Hello,
I would like to inquire as for whether and how there may have been proposed a means for supoprt of XML schemas in CXML.
Certainly, I can direct my inquiry towards a search across the the cxml-devel list @ clnet. I had thought that a more direct inquiry would be appropriate.
* Approaching an implementation
I am aware as that CXML supports a representation of DTDs.
I intend to become more familiar with the code by which CXML provides support for DTD representation. I consider that I will have to become more familiar with it, in order to continue about some intended projects.
I have been pressing along with some projects to the Tioga project -- now having the documentation done for the first, ableit trivial release to the Tioga Auxiliary Library's tal-base system. Before releasing the documentation, I have been trying to get some things designed-out, for supporting how that documentation will be built -- across all the documentation to the project.
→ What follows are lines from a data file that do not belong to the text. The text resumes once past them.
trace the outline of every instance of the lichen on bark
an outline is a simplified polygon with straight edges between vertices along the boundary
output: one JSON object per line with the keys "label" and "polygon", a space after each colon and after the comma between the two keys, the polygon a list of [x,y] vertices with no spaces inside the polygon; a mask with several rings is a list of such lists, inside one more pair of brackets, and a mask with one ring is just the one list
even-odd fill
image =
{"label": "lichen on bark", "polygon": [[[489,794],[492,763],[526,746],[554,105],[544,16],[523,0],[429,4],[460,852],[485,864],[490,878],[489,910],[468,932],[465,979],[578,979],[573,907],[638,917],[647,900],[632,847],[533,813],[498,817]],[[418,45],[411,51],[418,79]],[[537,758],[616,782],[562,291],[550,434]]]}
Shortly before beginning to write this message, I had not been sure if I would be able to use CXML, immediately, in managing the system of documentatry items to the Tioga project. It had appeared that it was going to result in a bunch of DTD-hacking -- at some point, hopefully dovetailing with an application of CXML.
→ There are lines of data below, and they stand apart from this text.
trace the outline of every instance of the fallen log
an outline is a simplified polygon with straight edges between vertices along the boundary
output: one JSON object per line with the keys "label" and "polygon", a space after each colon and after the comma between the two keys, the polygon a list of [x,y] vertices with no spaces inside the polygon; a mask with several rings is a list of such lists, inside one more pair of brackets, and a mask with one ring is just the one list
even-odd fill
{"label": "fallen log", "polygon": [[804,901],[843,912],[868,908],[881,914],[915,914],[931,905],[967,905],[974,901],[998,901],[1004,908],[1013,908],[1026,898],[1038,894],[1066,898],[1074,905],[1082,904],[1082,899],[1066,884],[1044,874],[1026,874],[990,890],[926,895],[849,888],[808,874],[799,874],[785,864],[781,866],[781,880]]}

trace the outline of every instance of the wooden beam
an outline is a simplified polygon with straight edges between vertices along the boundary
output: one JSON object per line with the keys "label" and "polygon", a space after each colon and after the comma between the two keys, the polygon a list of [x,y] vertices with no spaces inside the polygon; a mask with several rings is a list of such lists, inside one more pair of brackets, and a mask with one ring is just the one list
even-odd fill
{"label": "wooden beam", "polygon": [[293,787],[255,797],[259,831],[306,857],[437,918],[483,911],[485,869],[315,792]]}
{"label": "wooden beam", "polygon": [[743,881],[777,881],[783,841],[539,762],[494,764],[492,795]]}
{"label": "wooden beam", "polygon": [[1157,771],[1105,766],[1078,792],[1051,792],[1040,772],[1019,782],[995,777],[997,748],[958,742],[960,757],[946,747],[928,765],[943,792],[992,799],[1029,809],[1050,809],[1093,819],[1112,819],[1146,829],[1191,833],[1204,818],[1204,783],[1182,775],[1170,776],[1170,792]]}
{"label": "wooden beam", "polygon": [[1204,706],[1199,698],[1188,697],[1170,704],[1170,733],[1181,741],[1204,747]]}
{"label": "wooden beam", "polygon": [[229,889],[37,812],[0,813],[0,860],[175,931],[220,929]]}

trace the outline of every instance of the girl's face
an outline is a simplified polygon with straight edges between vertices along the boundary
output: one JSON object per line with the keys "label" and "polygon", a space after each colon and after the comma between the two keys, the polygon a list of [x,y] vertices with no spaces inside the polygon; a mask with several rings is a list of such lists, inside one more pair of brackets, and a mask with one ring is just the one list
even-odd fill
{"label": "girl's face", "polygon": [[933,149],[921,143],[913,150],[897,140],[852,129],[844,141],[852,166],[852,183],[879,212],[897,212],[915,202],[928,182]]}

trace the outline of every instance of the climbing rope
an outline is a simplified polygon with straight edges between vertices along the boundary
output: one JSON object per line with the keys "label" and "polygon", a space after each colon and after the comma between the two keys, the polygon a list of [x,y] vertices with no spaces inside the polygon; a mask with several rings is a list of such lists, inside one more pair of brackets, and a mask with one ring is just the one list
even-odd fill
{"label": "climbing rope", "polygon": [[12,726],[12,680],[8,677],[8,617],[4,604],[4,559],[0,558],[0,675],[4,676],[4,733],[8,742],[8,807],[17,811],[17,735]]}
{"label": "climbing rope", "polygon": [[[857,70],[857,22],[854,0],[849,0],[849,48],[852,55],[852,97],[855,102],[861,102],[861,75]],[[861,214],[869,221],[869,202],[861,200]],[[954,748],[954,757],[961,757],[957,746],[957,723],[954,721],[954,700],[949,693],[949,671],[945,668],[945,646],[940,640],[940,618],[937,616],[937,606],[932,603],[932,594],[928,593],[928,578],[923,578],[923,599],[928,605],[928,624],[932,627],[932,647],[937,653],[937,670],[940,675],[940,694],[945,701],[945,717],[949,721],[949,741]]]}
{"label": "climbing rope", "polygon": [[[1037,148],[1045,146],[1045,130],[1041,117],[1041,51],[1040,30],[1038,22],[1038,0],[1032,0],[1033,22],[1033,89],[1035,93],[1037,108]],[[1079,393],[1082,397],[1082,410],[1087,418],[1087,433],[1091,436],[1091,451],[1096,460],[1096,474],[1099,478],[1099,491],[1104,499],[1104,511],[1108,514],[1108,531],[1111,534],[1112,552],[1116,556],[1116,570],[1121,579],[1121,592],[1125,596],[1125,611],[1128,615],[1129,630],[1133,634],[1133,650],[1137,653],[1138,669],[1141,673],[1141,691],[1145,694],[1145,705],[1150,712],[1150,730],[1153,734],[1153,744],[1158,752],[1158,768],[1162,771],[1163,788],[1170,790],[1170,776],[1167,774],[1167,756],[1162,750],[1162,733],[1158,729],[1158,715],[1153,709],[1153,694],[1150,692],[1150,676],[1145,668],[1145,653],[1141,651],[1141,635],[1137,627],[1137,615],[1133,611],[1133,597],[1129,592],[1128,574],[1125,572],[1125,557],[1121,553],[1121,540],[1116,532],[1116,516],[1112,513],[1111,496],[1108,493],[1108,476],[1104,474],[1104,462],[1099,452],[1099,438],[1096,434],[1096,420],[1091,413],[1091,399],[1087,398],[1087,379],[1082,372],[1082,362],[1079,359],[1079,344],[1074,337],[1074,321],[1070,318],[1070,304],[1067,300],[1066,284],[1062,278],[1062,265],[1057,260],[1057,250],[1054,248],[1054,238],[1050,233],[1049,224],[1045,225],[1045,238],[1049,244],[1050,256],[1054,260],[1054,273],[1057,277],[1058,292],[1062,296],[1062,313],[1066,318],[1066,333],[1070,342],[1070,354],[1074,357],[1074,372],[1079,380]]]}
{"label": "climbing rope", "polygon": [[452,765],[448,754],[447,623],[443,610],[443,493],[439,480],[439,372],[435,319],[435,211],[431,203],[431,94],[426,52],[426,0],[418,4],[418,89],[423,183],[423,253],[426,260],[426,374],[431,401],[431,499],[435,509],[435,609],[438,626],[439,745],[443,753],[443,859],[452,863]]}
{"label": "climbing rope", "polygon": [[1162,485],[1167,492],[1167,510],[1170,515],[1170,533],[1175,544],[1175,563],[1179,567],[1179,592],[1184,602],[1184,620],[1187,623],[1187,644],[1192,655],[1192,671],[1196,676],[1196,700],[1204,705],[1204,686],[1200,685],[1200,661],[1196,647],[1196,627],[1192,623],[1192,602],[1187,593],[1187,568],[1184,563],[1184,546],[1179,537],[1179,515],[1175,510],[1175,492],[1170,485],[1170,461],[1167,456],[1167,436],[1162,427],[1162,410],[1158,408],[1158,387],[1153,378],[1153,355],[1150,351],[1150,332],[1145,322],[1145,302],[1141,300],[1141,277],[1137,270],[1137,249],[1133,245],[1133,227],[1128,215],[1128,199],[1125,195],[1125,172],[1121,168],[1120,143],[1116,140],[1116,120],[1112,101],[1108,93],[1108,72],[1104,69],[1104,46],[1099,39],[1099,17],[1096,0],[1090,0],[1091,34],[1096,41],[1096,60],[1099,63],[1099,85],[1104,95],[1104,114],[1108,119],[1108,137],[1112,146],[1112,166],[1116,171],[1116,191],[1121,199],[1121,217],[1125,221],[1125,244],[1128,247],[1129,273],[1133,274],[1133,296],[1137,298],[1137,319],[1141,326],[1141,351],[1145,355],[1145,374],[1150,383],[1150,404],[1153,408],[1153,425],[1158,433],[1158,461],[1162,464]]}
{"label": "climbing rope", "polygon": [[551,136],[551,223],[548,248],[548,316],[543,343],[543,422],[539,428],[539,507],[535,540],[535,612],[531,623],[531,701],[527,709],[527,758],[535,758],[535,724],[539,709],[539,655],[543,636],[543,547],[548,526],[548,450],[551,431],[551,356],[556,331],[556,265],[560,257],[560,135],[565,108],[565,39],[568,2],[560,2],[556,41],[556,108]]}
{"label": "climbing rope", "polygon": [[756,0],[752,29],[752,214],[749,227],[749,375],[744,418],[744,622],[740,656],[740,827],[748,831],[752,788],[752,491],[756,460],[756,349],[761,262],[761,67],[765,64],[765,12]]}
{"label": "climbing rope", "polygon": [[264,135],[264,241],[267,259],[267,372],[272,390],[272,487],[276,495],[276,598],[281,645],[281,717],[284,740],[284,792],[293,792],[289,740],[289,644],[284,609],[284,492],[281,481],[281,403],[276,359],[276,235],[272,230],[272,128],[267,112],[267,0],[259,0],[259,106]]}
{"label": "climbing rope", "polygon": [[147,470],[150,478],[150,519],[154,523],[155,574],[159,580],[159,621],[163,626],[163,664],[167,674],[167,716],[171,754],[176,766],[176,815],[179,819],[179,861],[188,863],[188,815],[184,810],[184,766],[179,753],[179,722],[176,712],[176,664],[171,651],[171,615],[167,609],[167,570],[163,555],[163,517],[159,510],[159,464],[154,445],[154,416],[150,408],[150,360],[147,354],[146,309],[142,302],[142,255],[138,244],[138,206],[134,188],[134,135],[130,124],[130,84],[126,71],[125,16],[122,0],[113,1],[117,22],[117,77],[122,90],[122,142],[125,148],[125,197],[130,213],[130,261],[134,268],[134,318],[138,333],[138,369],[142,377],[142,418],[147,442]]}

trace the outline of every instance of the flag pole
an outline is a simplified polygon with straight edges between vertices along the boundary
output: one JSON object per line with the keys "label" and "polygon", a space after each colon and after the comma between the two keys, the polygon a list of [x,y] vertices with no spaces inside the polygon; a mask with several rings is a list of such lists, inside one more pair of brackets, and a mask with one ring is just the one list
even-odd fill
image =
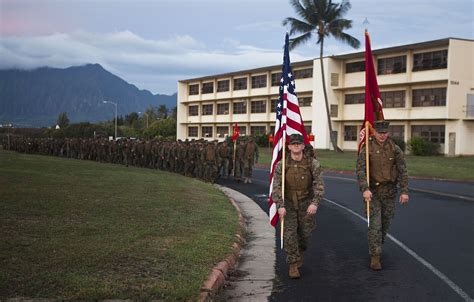
{"label": "flag pole", "polygon": [[[286,157],[286,130],[283,130],[283,150],[281,158],[281,197],[285,204],[285,157]],[[280,248],[283,249],[283,226],[285,218],[280,218]]]}
{"label": "flag pole", "polygon": [[237,139],[235,139],[235,141],[234,141],[234,155],[232,156],[232,163],[233,163],[233,165],[232,165],[232,172],[233,173],[232,174],[234,175],[234,177],[235,177],[235,152],[236,152],[236,149],[237,149]]}
{"label": "flag pole", "polygon": [[[365,122],[365,175],[367,177],[367,186],[370,189],[370,169],[369,169],[369,121]],[[370,225],[370,199],[365,201],[367,212],[367,227]]]}

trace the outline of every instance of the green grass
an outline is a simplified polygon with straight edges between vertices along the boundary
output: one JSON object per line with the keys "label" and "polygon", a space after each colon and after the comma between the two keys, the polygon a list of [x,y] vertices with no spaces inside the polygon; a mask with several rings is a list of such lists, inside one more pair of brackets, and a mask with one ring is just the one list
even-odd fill
{"label": "green grass", "polygon": [[[270,165],[271,149],[260,148],[259,162]],[[325,170],[355,171],[356,152],[337,153],[330,150],[316,150],[316,158]],[[474,181],[474,156],[406,156],[408,175],[453,180]]]}
{"label": "green grass", "polygon": [[196,300],[235,209],[177,174],[0,151],[0,300]]}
Presently, I have recalled a matter, upon which I had wanted to raise the above inquiry.
I do not mean to sound angered about SGML or XML. It is the stuff of a big system, SGML and XML, whether in integration of the both, or disjunctly.
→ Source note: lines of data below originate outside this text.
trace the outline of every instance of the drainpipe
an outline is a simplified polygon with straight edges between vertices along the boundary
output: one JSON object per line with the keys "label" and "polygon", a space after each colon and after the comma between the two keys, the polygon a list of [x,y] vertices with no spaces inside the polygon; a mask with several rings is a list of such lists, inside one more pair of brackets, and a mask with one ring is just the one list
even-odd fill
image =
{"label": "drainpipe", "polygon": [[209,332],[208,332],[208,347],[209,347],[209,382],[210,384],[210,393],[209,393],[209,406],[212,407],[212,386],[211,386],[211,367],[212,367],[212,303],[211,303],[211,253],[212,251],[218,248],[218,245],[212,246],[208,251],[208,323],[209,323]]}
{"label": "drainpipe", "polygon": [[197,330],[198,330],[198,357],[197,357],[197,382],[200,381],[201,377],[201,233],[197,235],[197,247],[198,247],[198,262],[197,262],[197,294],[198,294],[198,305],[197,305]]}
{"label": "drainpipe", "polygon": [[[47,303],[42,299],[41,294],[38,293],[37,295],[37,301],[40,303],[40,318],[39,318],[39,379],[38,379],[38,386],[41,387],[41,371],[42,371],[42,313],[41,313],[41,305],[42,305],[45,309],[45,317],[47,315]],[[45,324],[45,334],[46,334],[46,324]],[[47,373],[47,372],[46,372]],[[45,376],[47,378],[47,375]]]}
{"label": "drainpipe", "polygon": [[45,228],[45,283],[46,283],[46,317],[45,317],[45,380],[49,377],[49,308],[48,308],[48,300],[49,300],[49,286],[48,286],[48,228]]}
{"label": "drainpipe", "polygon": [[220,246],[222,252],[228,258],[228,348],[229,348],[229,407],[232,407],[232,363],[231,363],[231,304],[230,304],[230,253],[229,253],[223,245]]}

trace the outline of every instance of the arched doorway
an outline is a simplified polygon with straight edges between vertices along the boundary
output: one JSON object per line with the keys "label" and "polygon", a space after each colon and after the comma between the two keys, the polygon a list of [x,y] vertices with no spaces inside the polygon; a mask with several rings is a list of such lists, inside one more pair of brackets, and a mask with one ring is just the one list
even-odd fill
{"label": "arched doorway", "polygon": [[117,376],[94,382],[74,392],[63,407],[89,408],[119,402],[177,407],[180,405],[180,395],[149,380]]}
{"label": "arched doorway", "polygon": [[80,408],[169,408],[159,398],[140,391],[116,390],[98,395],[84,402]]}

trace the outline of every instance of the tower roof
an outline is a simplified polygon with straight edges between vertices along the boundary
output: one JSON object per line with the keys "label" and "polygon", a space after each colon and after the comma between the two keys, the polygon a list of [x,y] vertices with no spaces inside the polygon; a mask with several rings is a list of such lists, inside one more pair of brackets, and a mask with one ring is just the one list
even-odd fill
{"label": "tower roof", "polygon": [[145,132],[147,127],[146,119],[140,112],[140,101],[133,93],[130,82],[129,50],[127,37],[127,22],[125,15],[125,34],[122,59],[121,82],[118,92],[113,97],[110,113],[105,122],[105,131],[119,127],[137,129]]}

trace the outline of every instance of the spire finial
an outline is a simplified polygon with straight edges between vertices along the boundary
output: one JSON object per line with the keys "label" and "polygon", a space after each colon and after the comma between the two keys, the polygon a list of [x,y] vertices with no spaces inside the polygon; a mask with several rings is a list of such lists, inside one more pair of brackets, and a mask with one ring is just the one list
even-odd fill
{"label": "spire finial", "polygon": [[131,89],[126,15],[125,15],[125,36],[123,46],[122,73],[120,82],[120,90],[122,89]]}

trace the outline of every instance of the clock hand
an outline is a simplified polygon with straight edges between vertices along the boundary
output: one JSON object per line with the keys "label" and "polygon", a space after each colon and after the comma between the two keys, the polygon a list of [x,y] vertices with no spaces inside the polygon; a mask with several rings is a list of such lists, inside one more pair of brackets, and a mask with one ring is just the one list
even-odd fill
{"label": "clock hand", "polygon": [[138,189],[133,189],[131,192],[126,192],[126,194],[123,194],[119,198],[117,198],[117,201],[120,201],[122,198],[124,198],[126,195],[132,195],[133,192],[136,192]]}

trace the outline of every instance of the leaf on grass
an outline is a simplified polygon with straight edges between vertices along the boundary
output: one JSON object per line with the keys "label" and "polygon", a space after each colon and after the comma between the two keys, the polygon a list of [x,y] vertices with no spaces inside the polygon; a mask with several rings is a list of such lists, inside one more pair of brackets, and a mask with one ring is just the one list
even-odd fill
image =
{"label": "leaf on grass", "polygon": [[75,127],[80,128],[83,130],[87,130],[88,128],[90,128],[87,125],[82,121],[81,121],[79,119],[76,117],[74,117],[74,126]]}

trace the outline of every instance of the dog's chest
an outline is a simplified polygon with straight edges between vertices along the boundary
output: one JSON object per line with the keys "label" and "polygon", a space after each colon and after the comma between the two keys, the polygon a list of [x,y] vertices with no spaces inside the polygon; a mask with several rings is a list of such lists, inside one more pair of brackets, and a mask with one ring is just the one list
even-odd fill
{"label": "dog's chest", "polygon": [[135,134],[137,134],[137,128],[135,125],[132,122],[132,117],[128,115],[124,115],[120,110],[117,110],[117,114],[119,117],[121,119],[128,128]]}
In all, XML is widely popular -- even at such as xml.house.gov for instance, let alone in ebXML, WebDAV, and furthermoe -- and SGML has been an object to quite some popularity and quite some work, in its time, as at HyTime, DSSSL, ISMID, and furthermore.
Upon the prospect of having an efficient, Common Lisp programming system that supports XML -- namely, CXML -- one thing that I recall, now, that I can apprecate of it: That I may be able to stop using the generally awkward (i.e involving) DTD syntax, and not have to use the more awkard (i.e. involving, and not in CL code) XSD sytnax, so in order to represent structure in markup. We can use Lisp for it.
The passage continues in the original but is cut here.